Friday, 16 October 2015

World Bread Day 2015: Barm Brack

World Bread Day 2015 (October 16)It's that time of the year again for the World Bread Day to celebrate anything to do with breads in the food blogging world. Zorra of Kochtopf as usual is ably hosting this fine blogging event.

I always loved fruited breads like tea breads/cakes, fruit loafs, etc. Toast them lightly then slather with butter and scoff down with some Earl Grey tea - yum! So what better way to try making a fruited bread than baking the Irish Barm Brack. The timing is quite right, too. For it is also traditionally served during Halloween.

I first had Barm Brack when an Irish family friend gifted us with one. It was the dark variety but packed chock-a-block full of fruits. Oh wow, it was a great introduction to this wonderful tea-time bread.

Barm Brack

Sue Lawrence's Book of Baking provided me with a workable recipe with the help of my trusted Panasonic bread machine.

Barm Brack

Barm Brack

500 g  strong white flour (or bread flour)
1/8 tsp ground nutmeg
1 tsp ground mixed spice
7 g  sachet of easy-blend dried yeast
1 tsp fine sea salt
50 g  [scant 1/4 cup] unsalted butter
50 g nbsp;[1/4 cup] caster sugar
150 g  [1 cup] currants
50 g  [1/3 cup] dried mixed peel
50 g  [1/3 cup] sultanas
300 ml  [1 1/4 cups] tepid milk

1 Tbsp sugar
1 Tbsp water

  1. Hand Method:
    • Combine the flour, yeast, spices, and salt in a bowl.

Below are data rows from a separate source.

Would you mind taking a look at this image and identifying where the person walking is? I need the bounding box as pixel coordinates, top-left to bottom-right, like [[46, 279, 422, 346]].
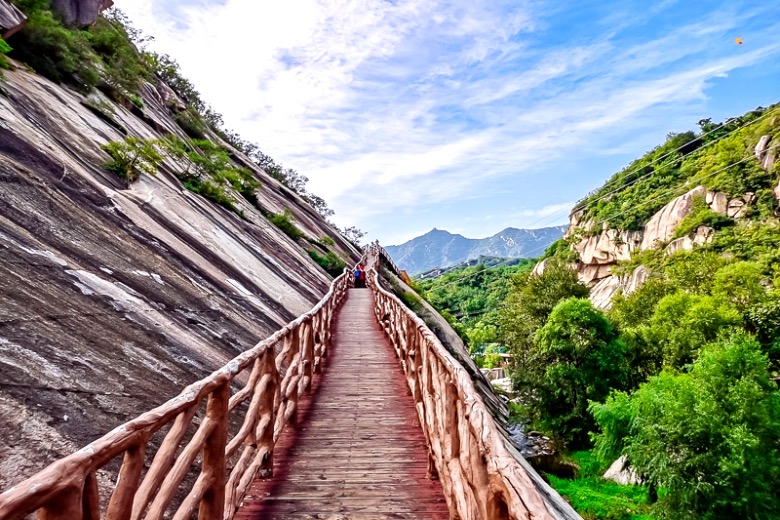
[[355, 263, 366, 288]]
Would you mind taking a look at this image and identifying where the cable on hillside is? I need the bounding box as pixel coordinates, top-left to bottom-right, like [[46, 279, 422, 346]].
[[429, 143, 780, 291], [512, 110, 769, 232]]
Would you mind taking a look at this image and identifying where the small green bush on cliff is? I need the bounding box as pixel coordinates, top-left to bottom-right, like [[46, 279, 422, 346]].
[[100, 137, 163, 184], [10, 0, 100, 91], [269, 209, 303, 240], [87, 9, 151, 93]]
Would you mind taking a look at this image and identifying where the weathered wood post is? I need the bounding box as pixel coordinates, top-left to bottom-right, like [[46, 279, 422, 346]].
[[198, 378, 230, 520], [106, 435, 149, 520]]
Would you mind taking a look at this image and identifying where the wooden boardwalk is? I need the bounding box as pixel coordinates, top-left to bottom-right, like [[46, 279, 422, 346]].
[[236, 289, 450, 520]]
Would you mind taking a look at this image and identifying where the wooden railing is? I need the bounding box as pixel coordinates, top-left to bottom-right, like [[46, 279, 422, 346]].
[[368, 248, 555, 520], [0, 271, 352, 520]]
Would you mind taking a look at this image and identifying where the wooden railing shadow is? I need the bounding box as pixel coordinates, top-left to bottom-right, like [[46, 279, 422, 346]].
[[0, 270, 352, 520]]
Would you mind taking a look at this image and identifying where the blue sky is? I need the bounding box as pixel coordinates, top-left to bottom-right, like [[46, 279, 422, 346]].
[[116, 0, 780, 245]]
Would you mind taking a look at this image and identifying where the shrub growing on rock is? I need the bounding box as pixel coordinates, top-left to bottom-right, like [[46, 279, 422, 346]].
[[100, 137, 163, 184], [0, 38, 13, 70], [590, 334, 780, 520], [269, 209, 303, 240]]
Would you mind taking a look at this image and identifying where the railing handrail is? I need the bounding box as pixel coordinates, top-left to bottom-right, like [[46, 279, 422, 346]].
[[368, 245, 555, 520], [0, 268, 352, 520]]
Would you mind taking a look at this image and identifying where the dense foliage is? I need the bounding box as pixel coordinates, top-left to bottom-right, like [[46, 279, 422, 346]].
[[575, 107, 780, 230], [418, 260, 534, 368], [529, 298, 628, 447], [5, 0, 342, 222], [591, 334, 780, 520]]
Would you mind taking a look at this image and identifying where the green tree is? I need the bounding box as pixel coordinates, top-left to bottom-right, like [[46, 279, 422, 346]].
[[11, 0, 100, 91], [642, 292, 742, 368], [0, 38, 13, 70], [664, 250, 725, 294], [590, 334, 780, 520], [531, 298, 628, 447], [712, 262, 766, 311], [745, 291, 780, 370], [499, 259, 590, 386], [100, 137, 163, 184]]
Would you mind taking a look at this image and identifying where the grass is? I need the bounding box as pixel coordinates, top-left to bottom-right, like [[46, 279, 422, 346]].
[[547, 451, 653, 520]]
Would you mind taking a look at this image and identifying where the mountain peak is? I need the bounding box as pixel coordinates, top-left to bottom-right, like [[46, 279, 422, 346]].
[[385, 226, 566, 275]]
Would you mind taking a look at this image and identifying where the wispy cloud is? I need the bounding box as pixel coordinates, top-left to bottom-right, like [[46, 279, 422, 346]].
[[117, 0, 780, 243]]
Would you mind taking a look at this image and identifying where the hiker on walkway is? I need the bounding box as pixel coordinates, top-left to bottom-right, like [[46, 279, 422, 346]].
[[355, 264, 366, 287]]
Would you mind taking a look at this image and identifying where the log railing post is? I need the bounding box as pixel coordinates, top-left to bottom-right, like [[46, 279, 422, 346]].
[[198, 379, 230, 520], [106, 437, 148, 520], [81, 471, 100, 520], [35, 487, 84, 520], [300, 319, 315, 393], [255, 351, 279, 478]]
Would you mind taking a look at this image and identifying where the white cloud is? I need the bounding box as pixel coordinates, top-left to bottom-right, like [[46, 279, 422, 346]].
[[116, 0, 780, 242]]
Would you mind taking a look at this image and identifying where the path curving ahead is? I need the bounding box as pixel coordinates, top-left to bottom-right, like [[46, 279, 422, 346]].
[[236, 289, 450, 520]]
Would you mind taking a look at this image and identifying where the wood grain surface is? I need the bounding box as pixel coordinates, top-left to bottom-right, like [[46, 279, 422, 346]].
[[236, 289, 450, 520]]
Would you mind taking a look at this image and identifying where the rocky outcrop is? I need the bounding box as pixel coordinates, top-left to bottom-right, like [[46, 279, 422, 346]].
[[590, 275, 622, 309], [560, 186, 760, 308], [704, 191, 729, 215], [52, 0, 114, 26], [0, 0, 27, 38], [639, 186, 707, 250], [754, 135, 780, 201], [602, 455, 642, 486], [574, 229, 642, 266], [664, 226, 715, 255], [0, 68, 357, 489]]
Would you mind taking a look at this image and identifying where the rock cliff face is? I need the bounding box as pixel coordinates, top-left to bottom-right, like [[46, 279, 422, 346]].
[[0, 67, 356, 488], [552, 136, 780, 308], [52, 0, 114, 26]]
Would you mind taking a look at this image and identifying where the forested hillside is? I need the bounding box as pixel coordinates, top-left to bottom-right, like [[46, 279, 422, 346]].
[[424, 105, 780, 519]]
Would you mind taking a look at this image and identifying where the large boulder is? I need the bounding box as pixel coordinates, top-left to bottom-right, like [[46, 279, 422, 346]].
[[0, 0, 27, 38], [603, 455, 642, 486], [575, 229, 642, 265], [640, 186, 707, 250], [51, 0, 114, 26]]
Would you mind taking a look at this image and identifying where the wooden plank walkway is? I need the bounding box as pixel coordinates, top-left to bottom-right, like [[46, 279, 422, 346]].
[[236, 289, 450, 520]]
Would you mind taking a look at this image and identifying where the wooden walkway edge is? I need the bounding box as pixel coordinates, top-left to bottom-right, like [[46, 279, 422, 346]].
[[236, 289, 450, 520]]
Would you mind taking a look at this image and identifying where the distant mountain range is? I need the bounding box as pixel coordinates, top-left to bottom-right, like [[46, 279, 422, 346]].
[[385, 226, 567, 275]]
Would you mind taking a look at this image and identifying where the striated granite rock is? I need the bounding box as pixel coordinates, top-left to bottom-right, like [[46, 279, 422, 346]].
[[575, 229, 642, 265], [0, 0, 27, 38], [639, 186, 707, 250], [590, 275, 623, 309], [0, 68, 357, 488], [52, 0, 114, 26]]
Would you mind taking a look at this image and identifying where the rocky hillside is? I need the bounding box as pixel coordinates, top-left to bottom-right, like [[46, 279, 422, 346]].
[[0, 4, 357, 488], [536, 105, 780, 308], [386, 226, 566, 274]]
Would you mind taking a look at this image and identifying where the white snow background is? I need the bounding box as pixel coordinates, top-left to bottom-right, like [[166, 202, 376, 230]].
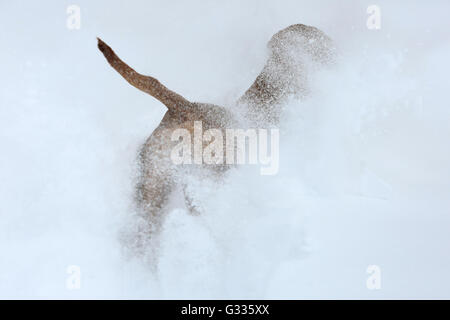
[[0, 0, 450, 299]]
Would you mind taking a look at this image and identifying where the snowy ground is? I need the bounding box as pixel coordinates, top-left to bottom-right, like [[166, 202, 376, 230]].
[[0, 0, 450, 299]]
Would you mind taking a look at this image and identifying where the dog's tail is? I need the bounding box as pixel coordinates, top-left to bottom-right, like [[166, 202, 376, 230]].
[[97, 38, 192, 112]]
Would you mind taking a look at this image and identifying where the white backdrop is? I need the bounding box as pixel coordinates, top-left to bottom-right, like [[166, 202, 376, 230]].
[[0, 0, 450, 299]]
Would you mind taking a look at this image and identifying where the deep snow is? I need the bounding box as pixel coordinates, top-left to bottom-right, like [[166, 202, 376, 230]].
[[0, 0, 450, 299]]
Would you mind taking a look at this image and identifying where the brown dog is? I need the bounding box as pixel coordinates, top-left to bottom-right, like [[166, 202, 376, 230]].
[[98, 24, 334, 260]]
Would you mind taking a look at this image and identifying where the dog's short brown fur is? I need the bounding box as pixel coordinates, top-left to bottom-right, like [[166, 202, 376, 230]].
[[98, 24, 334, 260]]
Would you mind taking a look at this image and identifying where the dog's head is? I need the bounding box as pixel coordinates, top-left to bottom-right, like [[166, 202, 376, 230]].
[[267, 24, 335, 67]]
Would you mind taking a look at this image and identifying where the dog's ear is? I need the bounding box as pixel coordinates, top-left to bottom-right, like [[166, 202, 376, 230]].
[[97, 38, 192, 112]]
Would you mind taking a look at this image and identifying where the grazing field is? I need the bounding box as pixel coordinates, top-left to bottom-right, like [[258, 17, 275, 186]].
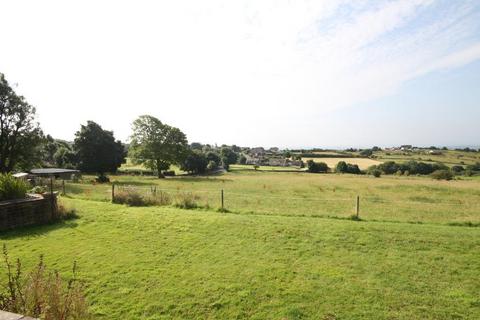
[[4, 166, 480, 320], [302, 158, 382, 170], [62, 167, 480, 224], [0, 199, 480, 319], [375, 150, 480, 167]]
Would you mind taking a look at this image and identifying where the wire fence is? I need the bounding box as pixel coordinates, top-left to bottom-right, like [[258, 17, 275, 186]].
[[36, 180, 480, 224]]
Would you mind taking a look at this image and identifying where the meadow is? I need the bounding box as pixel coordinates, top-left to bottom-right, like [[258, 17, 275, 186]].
[[0, 166, 480, 320]]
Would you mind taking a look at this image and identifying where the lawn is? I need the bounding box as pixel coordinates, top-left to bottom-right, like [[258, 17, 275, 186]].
[[62, 167, 480, 224], [0, 199, 480, 319]]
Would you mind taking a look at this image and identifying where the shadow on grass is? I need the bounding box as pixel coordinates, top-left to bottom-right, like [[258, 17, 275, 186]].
[[0, 220, 78, 240]]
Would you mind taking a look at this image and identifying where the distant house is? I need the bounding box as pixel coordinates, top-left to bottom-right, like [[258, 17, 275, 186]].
[[250, 147, 266, 158], [30, 168, 80, 180]]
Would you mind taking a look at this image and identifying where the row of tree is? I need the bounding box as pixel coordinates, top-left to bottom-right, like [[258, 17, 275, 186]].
[[0, 74, 245, 180]]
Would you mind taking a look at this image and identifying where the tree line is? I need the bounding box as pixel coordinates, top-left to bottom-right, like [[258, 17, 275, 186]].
[[0, 73, 245, 181]]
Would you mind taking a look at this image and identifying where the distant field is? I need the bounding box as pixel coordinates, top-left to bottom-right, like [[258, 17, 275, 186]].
[[302, 158, 382, 170], [0, 169, 480, 320], [375, 150, 480, 166], [0, 194, 480, 320], [63, 166, 480, 224]]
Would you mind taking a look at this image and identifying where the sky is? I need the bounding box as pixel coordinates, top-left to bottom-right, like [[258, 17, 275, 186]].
[[0, 0, 480, 148]]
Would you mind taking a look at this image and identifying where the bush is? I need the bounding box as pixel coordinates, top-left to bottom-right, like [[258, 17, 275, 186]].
[[431, 170, 453, 180], [113, 189, 172, 207], [307, 160, 330, 173], [57, 203, 78, 220], [452, 165, 465, 174], [30, 186, 48, 194], [0, 245, 90, 320], [335, 161, 362, 174], [113, 190, 146, 207], [372, 169, 382, 178], [162, 170, 175, 177], [175, 192, 200, 209], [0, 174, 28, 201], [180, 151, 208, 174], [95, 174, 110, 183]]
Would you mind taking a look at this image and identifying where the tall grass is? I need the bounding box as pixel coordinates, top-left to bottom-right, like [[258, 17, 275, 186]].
[[0, 174, 28, 201], [0, 245, 89, 320]]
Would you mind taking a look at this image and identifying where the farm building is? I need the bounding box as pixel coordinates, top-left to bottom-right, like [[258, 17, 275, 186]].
[[30, 168, 80, 180]]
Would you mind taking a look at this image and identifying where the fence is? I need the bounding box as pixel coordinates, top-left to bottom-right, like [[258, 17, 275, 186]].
[[41, 181, 480, 224]]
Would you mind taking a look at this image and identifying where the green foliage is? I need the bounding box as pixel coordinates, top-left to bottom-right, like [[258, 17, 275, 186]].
[[2, 198, 480, 320], [174, 192, 200, 209], [307, 160, 330, 173], [0, 173, 28, 201], [205, 151, 222, 167], [431, 169, 453, 180], [371, 169, 382, 178], [335, 161, 362, 174], [0, 73, 44, 173], [73, 121, 126, 177], [207, 160, 218, 171], [375, 160, 448, 175], [360, 149, 373, 157], [238, 154, 247, 164], [129, 115, 188, 178], [113, 188, 172, 207], [0, 244, 90, 320], [180, 150, 208, 174], [220, 147, 238, 170]]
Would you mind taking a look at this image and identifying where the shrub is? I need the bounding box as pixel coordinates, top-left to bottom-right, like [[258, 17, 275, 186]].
[[163, 170, 175, 177], [180, 151, 208, 174], [360, 149, 373, 157], [0, 245, 90, 320], [57, 203, 78, 220], [113, 190, 146, 207], [0, 174, 28, 201], [207, 160, 218, 171], [335, 161, 361, 174], [95, 174, 110, 183], [307, 160, 330, 173], [175, 192, 200, 209], [372, 169, 382, 178], [431, 170, 453, 180], [452, 165, 465, 174], [113, 189, 172, 207]]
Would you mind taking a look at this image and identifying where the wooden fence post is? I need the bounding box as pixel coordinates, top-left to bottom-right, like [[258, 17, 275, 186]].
[[221, 189, 225, 211], [112, 183, 115, 203], [356, 196, 360, 218]]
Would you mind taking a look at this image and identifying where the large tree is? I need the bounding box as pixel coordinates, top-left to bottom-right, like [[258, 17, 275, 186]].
[[73, 121, 125, 180], [0, 73, 43, 172], [129, 115, 188, 178]]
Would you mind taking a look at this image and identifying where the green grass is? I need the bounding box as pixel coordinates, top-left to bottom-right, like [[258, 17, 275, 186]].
[[0, 199, 480, 319], [6, 170, 480, 319], [375, 150, 480, 167], [62, 168, 480, 224]]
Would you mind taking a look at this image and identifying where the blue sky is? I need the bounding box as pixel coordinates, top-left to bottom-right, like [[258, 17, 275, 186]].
[[0, 0, 480, 148]]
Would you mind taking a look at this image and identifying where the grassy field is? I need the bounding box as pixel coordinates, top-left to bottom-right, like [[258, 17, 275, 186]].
[[302, 158, 382, 170], [0, 167, 480, 320], [62, 167, 480, 224], [0, 199, 480, 319]]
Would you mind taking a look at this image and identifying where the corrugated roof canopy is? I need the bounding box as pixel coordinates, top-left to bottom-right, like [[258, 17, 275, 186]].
[[30, 168, 80, 175]]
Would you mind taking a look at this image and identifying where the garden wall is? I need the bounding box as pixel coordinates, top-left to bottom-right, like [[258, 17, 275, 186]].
[[0, 194, 57, 231]]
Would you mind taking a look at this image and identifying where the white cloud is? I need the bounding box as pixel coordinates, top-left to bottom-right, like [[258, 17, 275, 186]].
[[0, 0, 479, 146]]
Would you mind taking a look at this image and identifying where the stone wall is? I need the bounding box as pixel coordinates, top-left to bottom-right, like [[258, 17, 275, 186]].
[[0, 194, 57, 231]]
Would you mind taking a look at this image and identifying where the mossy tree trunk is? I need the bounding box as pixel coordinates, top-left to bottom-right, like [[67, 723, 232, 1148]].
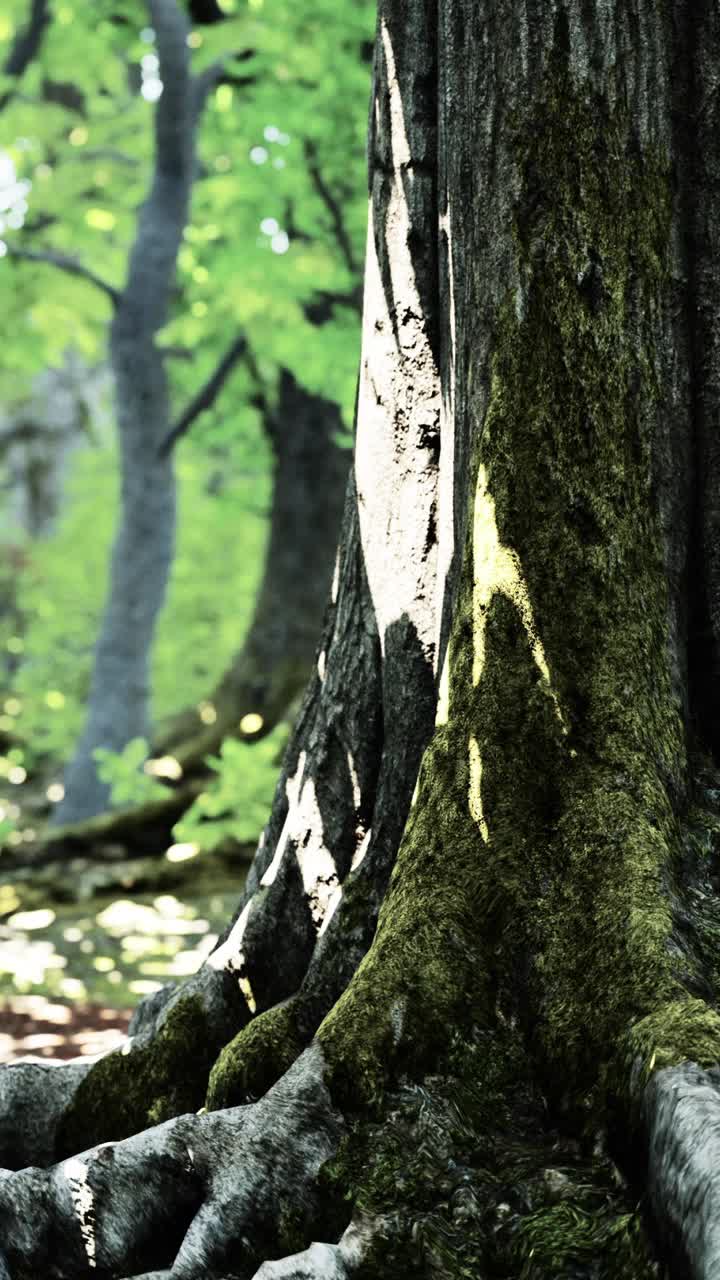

Rub in the butter.
    • Stir in the sugar and dried fruits; then the milk.
    • Once combined, turn out on a floured surface and knead for about 10 minutes until smooth.
    • Place in an oiled bowl, invert dough so that the top is oiled. Cover with cling film and let rise in a warm place for 2-3 hours.
  2. Bread Machine Method:
    • Put all ingredients according to the bread machine instruction and set to dough setting.
  3. Butter a 20 cm/8 inch baking pan. Punch down dough and shape into a round to fit into the prepared pan. Cover with greased cling film and let rise in a warm place for another hour.
  4. Preheat oven to 220°C/fan 200°C/425°F/gas mark 7. Bake the bread for 15 minutes, then lower temperature to 200°C/fan 180°C/400°F. Bake for a further 30-35 minutes. Cover loosely with foil in the last 15 minutes. It is cooked when it sounds hollow when tapped at the bottom.
  5. While it is baking, make the glaze - boil the water in a small saucepan; add the sugar and cook on low heat until dissolved. Brush the syrup glaze on top of the bread and return to the oven for 2 minutes.
  6. Remove from baking pan and cool completely on a wire rack before slicing.


zorra said...

I did not know about this Irish bread. Thank you for sharing and thanks for participating in World Bread Day!

celia kusinera said...

It's always a pleasure to participate, Zorra. I hope you would continue this tradition every year.